Fundamental principles of modeling timing in hardware description languages

A fundamental property of digital hardware designs including VLSI designs is timing which underlies the occurrence of hardware activities and their relative ordering. In essence, timing constitutes the external manifestation of the causal relation between the relevant hardware activities. The constituent components of a hardware system are inherently concurrent and the relative time ordering of the hardware activities is critical to the correct functioning of complex hardware system. Hardware description languages (HDLs) are primarily developed for describing and simulating hardware systems faithfully and correctly and must, therefore, be capable of describing timing, accurately and precisely. This paper examines the fundamental nature of timing in hardware designs and develops, through reasoning, the basic principles of modeling timing in HDLs.

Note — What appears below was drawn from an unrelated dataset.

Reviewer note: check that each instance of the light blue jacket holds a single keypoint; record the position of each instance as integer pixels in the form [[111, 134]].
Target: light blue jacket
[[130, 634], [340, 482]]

This paper then traces the evolution of the key syntactic and semantic timing constructs in HDLs starting with CDL and up to the contemporary HDLs including ADLIB¯SABLE, Verilog HDL, and VHDL, and critically examines them from the perspective of the basic principles of modeling timing in HDLs. Classical HDLs including CDL are limited to synchronous digital designs. In the contemporary hardware description languages including ADLIB¯SABLE, CONLAN, Verilog, and VHDL, the timing models fail to encapsulate the true nature of hardware. While ADLIB and Verilog HDL fail to detect inconsistent events leading to the generation of potentially erroneous results, the concept of delta delay in VHDL which, in turn, is based on the BCL time model of CONLAN, suffers from a serious flaw.